Fort Saint-Frédéric, Crown Point

The French both built and destroyed the first fort at this site, taking it down before the British could salvage it in the French and Indian War. Turned out it didn't matter, as the fallen stones and many others were brought up the hill to make a much larger fort. (It later turned out that one didn't matter either, since the American army never mounted an effective campaign toward Canada.)

Walking east toward Lake Champlain along the southern fort wall.

I stop at the water, look north, then turn back west from where I came.

Over to the west side of fort, looking east from one of its four points. The northern point is much larger and had the main fort building, while the other three are equal in size. The white flag would seem to symbolize surrender, which I take to mean the British overrunning the fort, but why is the USA commemorating our oppressors winning a battle in colonial times?

The signs say the ruins are "fragile," but that also makes them "collectible."

The only sign left of life on the inside of the fort, these cisterns were part of the storehouse.

Now I head up onto the new Champlain Bridge and look north at and over the fort.

Heading back down from bridge toward Fort St-Frédéric.
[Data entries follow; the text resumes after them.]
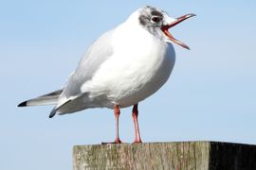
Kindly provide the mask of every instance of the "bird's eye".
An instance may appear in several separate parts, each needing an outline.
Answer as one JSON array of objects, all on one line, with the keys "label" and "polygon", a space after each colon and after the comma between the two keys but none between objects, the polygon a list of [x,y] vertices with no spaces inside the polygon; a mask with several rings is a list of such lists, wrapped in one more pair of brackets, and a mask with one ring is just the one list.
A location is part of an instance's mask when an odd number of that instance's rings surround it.
[{"label": "bird's eye", "polygon": [[161,20],[162,20],[162,18],[161,17],[158,17],[158,16],[153,16],[151,18],[151,21],[153,21],[154,23],[158,23]]}]

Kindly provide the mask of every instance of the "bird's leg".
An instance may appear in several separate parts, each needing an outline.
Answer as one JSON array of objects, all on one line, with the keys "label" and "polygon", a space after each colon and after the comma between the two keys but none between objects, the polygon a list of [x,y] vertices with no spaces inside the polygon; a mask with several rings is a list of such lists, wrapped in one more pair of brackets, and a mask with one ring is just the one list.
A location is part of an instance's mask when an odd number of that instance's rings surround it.
[{"label": "bird's leg", "polygon": [[119,115],[120,115],[120,110],[119,105],[114,106],[114,114],[115,114],[115,119],[116,119],[116,139],[113,143],[101,143],[102,144],[121,144],[121,141],[119,139]]},{"label": "bird's leg", "polygon": [[134,143],[142,143],[139,135],[139,129],[138,129],[138,123],[137,123],[137,104],[134,105],[133,108],[133,119],[135,123],[135,132],[136,132],[136,139]]}]

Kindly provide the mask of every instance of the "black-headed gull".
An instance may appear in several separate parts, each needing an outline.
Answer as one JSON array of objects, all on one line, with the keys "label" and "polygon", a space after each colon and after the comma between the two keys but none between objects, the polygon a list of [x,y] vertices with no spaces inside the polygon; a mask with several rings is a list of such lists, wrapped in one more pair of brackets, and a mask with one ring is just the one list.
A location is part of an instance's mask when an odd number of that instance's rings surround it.
[{"label": "black-headed gull", "polygon": [[119,108],[133,107],[135,143],[141,143],[137,103],[155,93],[168,79],[175,61],[169,28],[194,16],[171,18],[167,12],[144,7],[133,12],[116,28],[105,32],[87,49],[63,89],[19,104],[19,107],[55,105],[56,113],[73,113],[90,108],[114,110],[115,144],[119,136]]}]

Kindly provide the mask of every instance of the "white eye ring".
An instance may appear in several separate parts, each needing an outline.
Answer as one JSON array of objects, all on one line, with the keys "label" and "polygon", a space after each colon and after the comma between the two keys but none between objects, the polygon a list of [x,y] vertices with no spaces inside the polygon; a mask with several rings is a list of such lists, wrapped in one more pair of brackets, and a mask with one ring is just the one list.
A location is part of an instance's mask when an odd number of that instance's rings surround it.
[{"label": "white eye ring", "polygon": [[158,22],[160,22],[161,20],[162,20],[162,18],[159,17],[159,16],[153,16],[153,17],[151,17],[151,21],[152,21],[153,23],[158,23]]}]

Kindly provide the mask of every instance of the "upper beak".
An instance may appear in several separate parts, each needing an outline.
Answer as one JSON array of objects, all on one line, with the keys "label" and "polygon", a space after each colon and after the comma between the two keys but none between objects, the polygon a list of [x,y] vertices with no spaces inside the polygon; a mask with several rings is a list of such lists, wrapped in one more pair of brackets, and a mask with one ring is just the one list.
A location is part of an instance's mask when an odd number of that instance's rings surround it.
[{"label": "upper beak", "polygon": [[190,14],[187,14],[187,15],[183,15],[181,17],[178,17],[176,18],[176,20],[169,25],[166,25],[166,26],[163,26],[161,27],[162,31],[164,32],[164,34],[174,42],[179,44],[180,46],[184,47],[184,48],[187,48],[187,49],[190,49],[190,47],[188,45],[186,45],[185,43],[179,42],[178,40],[174,39],[173,37],[173,35],[168,31],[168,29],[170,29],[171,27],[178,25],[179,23],[187,20],[188,18],[191,18],[191,17],[193,17],[193,16],[196,16],[195,14],[193,13],[190,13]]}]

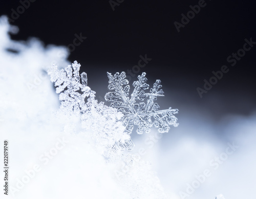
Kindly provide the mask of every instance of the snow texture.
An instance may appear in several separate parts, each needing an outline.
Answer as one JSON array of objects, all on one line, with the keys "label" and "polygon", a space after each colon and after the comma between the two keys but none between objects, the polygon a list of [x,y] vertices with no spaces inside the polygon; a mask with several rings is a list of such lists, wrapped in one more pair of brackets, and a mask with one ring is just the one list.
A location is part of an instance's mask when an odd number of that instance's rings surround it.
[{"label": "snow texture", "polygon": [[[166,198],[150,163],[122,151],[134,146],[127,115],[94,99],[67,49],[34,38],[14,41],[8,32],[17,28],[0,17],[0,140],[10,142],[8,196]],[[133,164],[124,171],[124,162]]]}]

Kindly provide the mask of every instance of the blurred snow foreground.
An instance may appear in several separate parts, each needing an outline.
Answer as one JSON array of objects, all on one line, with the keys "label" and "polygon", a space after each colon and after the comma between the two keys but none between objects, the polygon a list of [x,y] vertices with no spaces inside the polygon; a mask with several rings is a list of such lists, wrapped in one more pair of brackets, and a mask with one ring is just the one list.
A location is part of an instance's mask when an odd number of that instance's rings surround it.
[{"label": "blurred snow foreground", "polygon": [[[13,41],[8,32],[17,28],[2,16],[0,136],[1,142],[9,142],[9,196],[166,198],[150,163],[130,152],[134,126],[142,134],[153,126],[164,133],[169,125],[178,125],[174,115],[178,110],[159,110],[154,102],[163,96],[160,80],[145,93],[149,85],[142,73],[129,98],[125,73],[108,73],[109,89],[114,92],[106,94],[105,100],[113,101],[108,107],[95,100],[87,74],[79,74],[80,64],[67,60],[66,48],[45,47],[34,38]],[[60,93],[59,109],[49,77]],[[146,103],[136,104],[145,99]]]}]

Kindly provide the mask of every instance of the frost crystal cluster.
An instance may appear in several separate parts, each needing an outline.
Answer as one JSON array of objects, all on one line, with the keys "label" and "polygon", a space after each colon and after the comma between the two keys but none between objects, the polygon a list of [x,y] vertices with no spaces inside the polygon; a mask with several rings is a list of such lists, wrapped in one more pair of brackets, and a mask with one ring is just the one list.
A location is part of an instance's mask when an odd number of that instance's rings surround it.
[{"label": "frost crystal cluster", "polygon": [[[177,123],[177,118],[174,115],[178,113],[178,109],[172,109],[170,107],[168,110],[159,110],[160,107],[155,101],[158,96],[164,96],[163,90],[160,89],[162,87],[161,81],[157,80],[150,92],[145,93],[144,90],[149,88],[145,75],[145,72],[142,73],[138,77],[138,80],[134,82],[134,89],[129,98],[130,87],[127,85],[129,82],[125,79],[125,72],[122,72],[120,74],[117,72],[114,76],[108,72],[110,84],[108,88],[114,90],[115,92],[107,93],[105,99],[106,101],[113,101],[111,106],[123,113],[126,133],[132,133],[134,125],[138,126],[136,131],[138,134],[149,133],[153,124],[158,128],[159,133],[168,132],[168,125],[177,127],[179,125]],[[146,103],[136,103],[137,101],[145,101],[145,99],[147,99]],[[155,119],[154,122],[152,120],[152,116]]]},{"label": "frost crystal cluster", "polygon": [[[60,70],[53,65],[48,74],[51,81],[55,82],[56,92],[60,93],[60,109],[68,114],[81,114],[82,127],[94,132],[93,136],[98,147],[104,146],[115,152],[125,148],[131,151],[134,144],[130,134],[134,125],[138,126],[137,132],[141,134],[149,133],[153,125],[163,133],[168,132],[169,125],[179,125],[174,115],[178,113],[177,109],[170,107],[159,110],[159,106],[155,102],[157,97],[164,96],[160,80],[157,80],[150,92],[146,93],[149,85],[143,72],[133,83],[134,89],[129,98],[130,87],[125,72],[117,72],[114,76],[108,72],[108,88],[114,90],[105,96],[107,102],[113,102],[109,107],[95,100],[95,92],[87,86],[87,74],[83,72],[79,75],[80,67],[76,61]],[[146,103],[137,102],[146,100]]]}]

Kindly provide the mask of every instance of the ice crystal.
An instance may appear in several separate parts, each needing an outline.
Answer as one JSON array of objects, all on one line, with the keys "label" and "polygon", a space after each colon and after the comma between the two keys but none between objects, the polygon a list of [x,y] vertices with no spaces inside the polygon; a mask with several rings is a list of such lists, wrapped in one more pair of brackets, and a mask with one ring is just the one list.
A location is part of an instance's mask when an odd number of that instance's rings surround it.
[{"label": "ice crystal", "polygon": [[[178,119],[174,114],[178,113],[178,109],[168,109],[159,110],[158,104],[155,103],[158,96],[164,96],[164,92],[160,88],[162,87],[161,81],[157,80],[154,84],[150,92],[145,93],[145,90],[149,88],[146,83],[146,73],[142,73],[138,77],[138,81],[134,81],[133,86],[134,89],[129,98],[130,87],[129,82],[125,79],[124,72],[119,74],[116,73],[114,76],[108,72],[109,79],[108,88],[114,90],[114,92],[109,92],[105,95],[105,100],[114,102],[111,105],[111,107],[118,109],[124,115],[123,122],[125,126],[125,132],[132,133],[134,125],[138,126],[137,132],[139,134],[144,132],[149,133],[151,128],[154,125],[158,128],[159,133],[168,132],[169,125],[177,127]],[[137,101],[144,101],[147,98],[146,103],[137,103]],[[154,119],[152,120],[152,117]]]},{"label": "ice crystal", "polygon": [[60,109],[67,115],[81,114],[82,127],[93,132],[92,136],[96,146],[102,148],[105,155],[109,155],[109,148],[115,152],[124,148],[131,151],[134,144],[124,131],[123,114],[103,102],[98,103],[95,100],[95,92],[87,86],[86,73],[79,76],[80,67],[76,61],[65,69],[58,70],[57,66],[53,65],[48,70],[51,81],[55,82],[56,92],[60,93]]},{"label": "ice crystal", "polygon": [[56,92],[60,93],[60,109],[67,113],[72,113],[73,111],[76,113],[80,113],[86,106],[85,98],[89,96],[94,98],[95,96],[95,92],[87,86],[87,74],[83,72],[80,78],[80,65],[75,61],[65,69],[58,70],[57,66],[53,65],[48,70],[51,81],[55,82],[54,86],[57,87]]},{"label": "ice crystal", "polygon": [[[120,74],[117,72],[114,76],[108,72],[108,88],[115,90],[105,96],[107,101],[114,101],[109,107],[95,100],[95,92],[87,85],[87,74],[82,72],[79,75],[80,67],[77,61],[60,70],[53,65],[48,74],[51,81],[55,82],[56,92],[60,93],[60,109],[70,114],[80,113],[82,127],[94,132],[93,136],[98,146],[111,148],[116,152],[125,148],[131,151],[134,144],[129,134],[134,125],[138,127],[137,132],[139,134],[143,132],[149,133],[153,125],[158,128],[160,133],[167,132],[168,125],[178,125],[177,118],[174,115],[178,113],[177,109],[169,108],[159,110],[159,106],[155,103],[158,96],[164,96],[160,80],[156,81],[150,92],[145,93],[144,90],[148,89],[149,85],[146,83],[146,73],[143,72],[133,83],[134,89],[129,98],[130,87],[124,72]],[[146,104],[136,103],[146,98]]]}]

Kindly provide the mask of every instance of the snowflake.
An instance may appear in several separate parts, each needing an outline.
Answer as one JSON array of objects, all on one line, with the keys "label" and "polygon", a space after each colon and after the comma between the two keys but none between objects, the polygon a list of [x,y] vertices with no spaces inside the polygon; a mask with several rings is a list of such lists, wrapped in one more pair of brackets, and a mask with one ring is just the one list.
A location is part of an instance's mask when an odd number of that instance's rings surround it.
[{"label": "snowflake", "polygon": [[[154,102],[158,96],[164,96],[163,90],[159,90],[162,87],[160,80],[157,80],[150,92],[145,93],[144,90],[148,89],[149,85],[146,84],[146,73],[142,73],[138,77],[138,80],[134,82],[134,89],[129,98],[130,87],[128,85],[129,82],[125,79],[125,73],[122,72],[119,74],[117,72],[114,76],[111,73],[107,73],[109,79],[108,88],[115,92],[107,93],[105,100],[107,102],[113,101],[111,107],[119,109],[123,114],[126,133],[132,133],[134,125],[138,126],[136,131],[139,134],[144,132],[149,133],[153,124],[158,128],[158,132],[161,133],[168,132],[170,128],[168,125],[179,125],[177,123],[178,119],[174,115],[178,113],[178,109],[172,109],[170,107],[167,110],[159,110],[159,106]],[[136,103],[136,101],[144,101],[146,98],[146,104]],[[155,119],[154,122],[152,120],[152,116]]]},{"label": "snowflake", "polygon": [[81,114],[82,128],[93,132],[92,136],[96,146],[103,148],[106,156],[109,155],[109,148],[115,152],[124,148],[131,151],[134,144],[124,132],[121,122],[123,114],[103,102],[98,103],[95,100],[95,92],[87,86],[86,73],[79,76],[80,67],[75,61],[65,69],[58,70],[57,66],[53,65],[48,71],[51,82],[55,82],[56,92],[60,93],[60,109],[68,115]]},{"label": "snowflake", "polygon": [[[157,97],[164,96],[163,91],[160,89],[162,87],[160,80],[157,80],[149,93],[145,93],[144,90],[148,89],[149,85],[146,83],[146,73],[143,73],[138,76],[138,81],[134,82],[134,90],[129,99],[130,88],[124,72],[120,75],[117,72],[114,77],[108,73],[108,88],[115,91],[106,94],[107,101],[114,101],[108,107],[95,99],[95,92],[87,86],[87,74],[82,72],[79,75],[80,67],[76,61],[60,70],[53,65],[48,72],[51,81],[55,82],[56,93],[60,93],[60,109],[69,115],[80,114],[82,128],[93,132],[92,137],[97,146],[103,147],[105,154],[109,154],[110,148],[115,152],[125,148],[132,150],[134,144],[129,134],[134,125],[138,126],[137,132],[140,134],[149,133],[153,125],[158,128],[160,133],[167,132],[168,125],[178,125],[177,118],[173,115],[178,113],[177,109],[159,110],[159,105],[154,102]],[[136,101],[147,98],[146,104],[136,103]],[[152,116],[155,119],[154,122]]]}]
You can see the newer ruins of the British Fort Crown Point in the background of the first photo. The Brits went to the top of the hill to construct a much larger, five-pointed edifice. In hindsight, they should have just rebuilt right here.

I was at Crown Point on Champlain Bridge Day, 5/19/12, commemorating the new bridge from which those photos were taken. (The bridge opened in November 2011, but the communities of Crown Point, NY and Addison, VT waited for warm weather to celebrate.) These reenactors could either represent French or British troops, but it doesn't matter. Besides the fact that shots were never fired in battle, it's just cool to watch explosions.

Please accept this photo of a beautiful moth, which I was sure was a butterfly at the time.